Bu Blogda Ara

25 Ocak 2011 Salı

VETERAN OLGUSU

İzmir Tenisini tanıyalım…

Tenis’in İstanbul dan sonra en çok gelişmiş olduğu şehir, pek bilinmiyorsa da İzmir’dir. İzmir’de Tenis, asrın başında hemen İstanbul’un arkasından Levantenlerle başlamıştır. 1924 de ilk tenis federasyonu, Kulüplerden TED ise 1940’ta, ayni yıl Ankara Tenis Kulübü 1941’de ise İzmir Kültürpark Tenis Kulübü kurulmuştur. İzmir, tenis’in duayenleri Jim GİRAUD’ların, Vefa BOROVALI’ların, Hayri ŞEN’lerin, Turan TEZOL’ların, senelerin İzmir şampiyonu Beliğ BELER’lerin, Nazmi BARİ’den sonra uzun yıllar Türk tenis’in senelerce tek şampiyonu Ziya KIPKIZIÖRENLİ’lerin kenti. Bu duayenleri şimdi, pırıl pırıl gençlerimizle, yaşlanmayan Veteranlarımız takip ediyor.

İzmir’liler batının penceresi olmalarına rağmen, biraz içlerine kapanık, fazlaca da mütevazi dirler.

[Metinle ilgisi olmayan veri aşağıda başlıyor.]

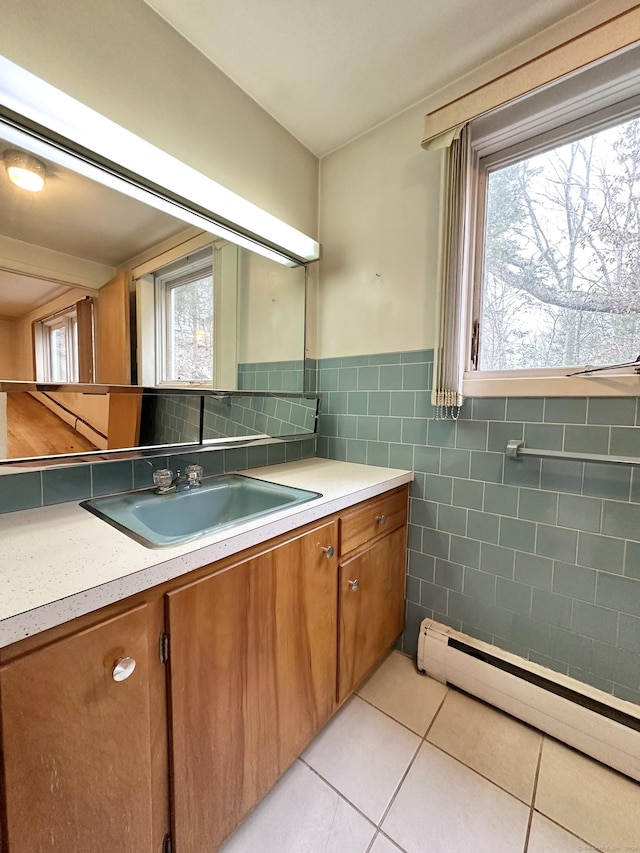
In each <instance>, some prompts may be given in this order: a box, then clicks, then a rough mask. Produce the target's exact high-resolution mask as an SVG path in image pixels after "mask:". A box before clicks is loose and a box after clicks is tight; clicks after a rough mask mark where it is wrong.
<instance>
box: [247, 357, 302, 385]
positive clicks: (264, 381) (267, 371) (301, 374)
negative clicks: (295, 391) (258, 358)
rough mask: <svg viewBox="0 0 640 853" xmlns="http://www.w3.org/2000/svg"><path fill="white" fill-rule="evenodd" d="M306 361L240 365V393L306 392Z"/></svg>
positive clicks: (262, 361) (263, 362)
mask: <svg viewBox="0 0 640 853" xmlns="http://www.w3.org/2000/svg"><path fill="white" fill-rule="evenodd" d="M304 370H305V364H304V361H302V360H300V361H268V362H267V361H261V362H244V363H243V364H239V365H238V390H239V391H297V392H302V391H304V387H303V384H304Z"/></svg>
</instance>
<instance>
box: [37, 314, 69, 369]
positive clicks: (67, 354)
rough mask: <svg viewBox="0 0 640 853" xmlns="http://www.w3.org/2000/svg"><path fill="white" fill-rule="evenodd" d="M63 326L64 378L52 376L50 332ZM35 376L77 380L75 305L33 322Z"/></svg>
mask: <svg viewBox="0 0 640 853" xmlns="http://www.w3.org/2000/svg"><path fill="white" fill-rule="evenodd" d="M60 328H63V329H64V330H65V336H66V338H67V347H66V371H67V377H66V378H65V379H54V377H53V354H52V349H51V333H52V331H53V330H54V329H60ZM34 339H35V356H36V376H37V378H38V380H39V381H41V382H63V383H66V382H77V381H78V323H77V312H76V308H75V306H73V307H71V308H69V309H67V310H66V311H60V312H58V313H56V314H55V315H54V316H52V317H44V318H42V319H41V320H37V321H36V322H35V323H34Z"/></svg>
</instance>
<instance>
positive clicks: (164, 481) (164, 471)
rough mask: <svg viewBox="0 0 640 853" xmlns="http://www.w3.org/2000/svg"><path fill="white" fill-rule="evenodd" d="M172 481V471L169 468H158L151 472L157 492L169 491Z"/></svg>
mask: <svg viewBox="0 0 640 853" xmlns="http://www.w3.org/2000/svg"><path fill="white" fill-rule="evenodd" d="M172 481H173V471H171V470H170V469H169V468H158V469H157V470H156V471H154V472H153V482H154V485H155V486H156V487H157V490H158V491H159V492H161V491H165V490H166V489H169V488H170V487H171V483H172Z"/></svg>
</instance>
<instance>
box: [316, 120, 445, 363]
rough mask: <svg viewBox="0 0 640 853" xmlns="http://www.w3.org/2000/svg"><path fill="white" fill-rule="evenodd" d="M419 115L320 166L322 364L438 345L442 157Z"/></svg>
mask: <svg viewBox="0 0 640 853" xmlns="http://www.w3.org/2000/svg"><path fill="white" fill-rule="evenodd" d="M422 118H423V109H422V108H420V107H416V108H414V109H412V110H409V111H407V112H405V113H403V114H402V115H400V116H398V117H396V118H395V119H393V120H392V121H389V122H387V123H386V124H384V125H382V126H381V127H378V128H376V129H375V130H373V131H371V132H370V133H367V134H366V135H365V136H362V137H360V138H359V139H356V140H355V141H354V142H352V143H351V144H350V145H347V146H345V147H344V148H341V149H340V150H338V151H336V152H335V153H334V154H331V155H329V156H328V157H325V158H324V159H323V160H322V161H321V168H320V199H321V204H320V210H321V220H320V235H321V237H320V239H321V242H322V244H323V251H324V254H323V258H322V260H321V262H320V287H319V306H318V329H317V345H316V352H315V353H311V354H312V355H314V356H316V357H319V358H327V357H330V356H344V355H360V354H364V353H372V352H398V351H401V350H411V349H423V348H426V347H431V346H433V305H434V298H435V275H436V264H437V235H438V209H439V186H440V157H439V154H437V153H435V154H431V153H425V152H423V151H422V150H421V148H420V131H421V127H422Z"/></svg>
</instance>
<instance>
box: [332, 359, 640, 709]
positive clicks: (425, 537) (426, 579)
mask: <svg viewBox="0 0 640 853" xmlns="http://www.w3.org/2000/svg"><path fill="white" fill-rule="evenodd" d="M432 361H433V356H432V352H430V351H418V352H402V353H391V354H376V355H368V356H359V357H345V358H331V359H320V360H319V361H318V363H317V370H318V391H319V392H320V393H321V394H322V395H323V397H322V403H321V415H320V425H319V439H318V454H319V455H321V456H327V457H330V458H335V459H345V460H347V461H351V462H364V463H367V464H372V465H390V466H392V467H398V468H413V469H414V470H415V481H414V483H413V484H412V488H411V498H410V528H409V554H408V575H407V627H406V630H405V634H404V636H403V641H402V642H403V648H404V650H405V651H406V652H408V653H410V654H413V653H414V652H415V648H416V642H417V636H418V627H419V623H420V621H421V619H423V618H425V617H427V616H428V617H432V618H434V619H436V620H437V621H439V622H443V623H445V624H447V625H450V626H452V627H454V628H456V629H458V630H462V631H464V632H465V633H467V634H470V635H472V636H475V637H477V638H479V639H481V640H485V641H487V642H489V643H494V644H495V645H498V646H500V647H502V648H504V649H507V650H509V651H512V652H514V653H516V654H519V655H521V656H523V657H525V658H528V659H530V660H533V661H536V662H538V663H540V664H542V665H544V666H547V667H550V668H552V669H554V670H557V671H559V672H563V673H565V674H568V675H570V676H573V677H575V678H578V679H580V680H583V681H585V682H587V683H590V684H593V685H594V686H596V687H599V688H600V689H602V690H605V691H607V692H610V693H613V694H614V695H616V696H618V697H620V698H622V699H627V700H630V701H632V702H640V655H638V649H639V648H640V468H632V467H631V466H627V465H616V464H599V463H584V462H580V461H566V460H554V459H544V460H543V459H536V458H532V457H528V458H525V459H522V460H519V461H516V460H510V459H507V458H506V457H505V447H506V443H507V441H508V440H509V439H519V440H524V442H525V444H526V445H527V446H530V447H537V448H543V449H549V450H573V451H576V452H579V453H583V452H587V453H610V454H612V455H625V456H634V457H640V426H639V424H640V410H639V407H638V400H637V399H636V398H635V397H634V398H630V397H626V398H622V399H618V398H615V399H613V398H607V399H603V398H592V399H587V398H545V399H543V398H527V399H520V398H511V399H504V398H501V399H480V398H476V399H475V400H467V401H466V402H465V404H464V406H463V409H462V412H461V417H460V419H459V420H458V421H457V422H456V421H442V420H435V419H434V412H433V409H432V407H431V403H430V390H429V389H430V388H431V378H432V367H433V365H432Z"/></svg>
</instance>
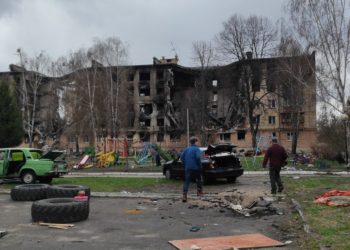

Halbuki 2000 yılında Türkiye Şampiyonu Kulüp: Kültürpark, İzmir’den;

Gençlerde bir çok finalist ve yeni ümitler; büyüklerde Mustafa AZKARA, hep İzmir’den;

Veteranlar da ise birçok kategoride yine İzmir’den çıkmış…

Bu gün, daima örnek aldığımız, ve örnek gösterdiğimiz Veteranlardan söz edeceğiz.

Evet, İzmir’li Veteranlar 1990’larda yapılan BAROMETRE turnuvaları ile Türk veteran tenisini tanımaya, yaş kategorilerini öğrenmeye ve Türkiye çapında kendilerini göstermeye başladılar.

Her kulüpte veteran faaliyetleri, her kulübün kendi anlayışına göre yapılmaktaydı.
1987’de İstanbul’da kurulan VTB’den sonra, VTB’nin küçük kuzeni gibi ve onunla yakın işbirliği içinde çalışacak ETV – Egeli Tenis Veteranları derneğinin İzmir’de çok geniş bir katılımla 1993’te kurulması gereği duyuldu. ETV senelerce Veteranlık olgusunu İzmir’e hatta EGE Bölgesine yayma gayreti içinde çırpındı durdu. ETV bugün Türkiye’de kendine ait kortları ve kulübü olan ilk Veteran Derneğidir.
Veteranlığın önemi, çocukluk ve performans tenisinden sonra çok uzun süre yapılabilecek bir spor olmasından kaynaklanmaktadır. Ve Veteran, maalesef çoğu maymun iştahlı olan gençlere en kolay ve iyi örnek olacak kişidir. Çünkü fırsat buldukça kortlarda onları görürsünüz ve yaşlarının performansıyla müsabaka zevkini almaya devam ettikleri gibi, bu zevki etraflarına tattırırlar.

İzmir, tabiat itibariyla Tenis’e çok elverişli bir kentimizdir: Mevcut Kültürpark, Karşıyaka, Ege Üniversitesi, İZTİK, Göztepe, Buca ve Muhafız gücü yanında Küçük kulüp, Sport International, Atlı Spor, Balçova termal tesisleri (Şimdiki Crea Club), Bostanlı, Çeşme Tenis, Ege Tenis Eğitim Vakfı, ETV- Egeli Tenis Veteran derneği spor kulübü ve UTEM’in 82 civarında kortu ve belediyelerin yaptırdığı ve yönettiği sayısını bilemediğim tenis kortlarıyla çokta fakir sayılmaz. Ancak kapalı kort bakımından çok zayıf: yalnız 8 kort var. 50- 60’lı yıllarda toprak kortlar eylül – mart ayları arasında kapatılırken, bugün talebin artması, bakımın gelişmesi ve modern kortlar ve ışıklandırma sayesinde neredeyse 320 gün, gece gündüz tenis oynanmaktadır.

Tenis sosyal bir yaşam tarzıdır; tenis bir ayrıcalıktır, bu ayrıcalık insan’a kortta, soyunma odasında, cemiyettte mutluluk verir, haz verir; tenis sürekliliktir; tenis canlılıktır, çünkü tenisçi hiç bir yerde YALNIZ kalmaz; tenis yalnız kortlarda oynanmaz, seyredilir, konuşulur, yaşanır, düşünülür ve okunur. Bol tenisli ve mutlu günler dilerim.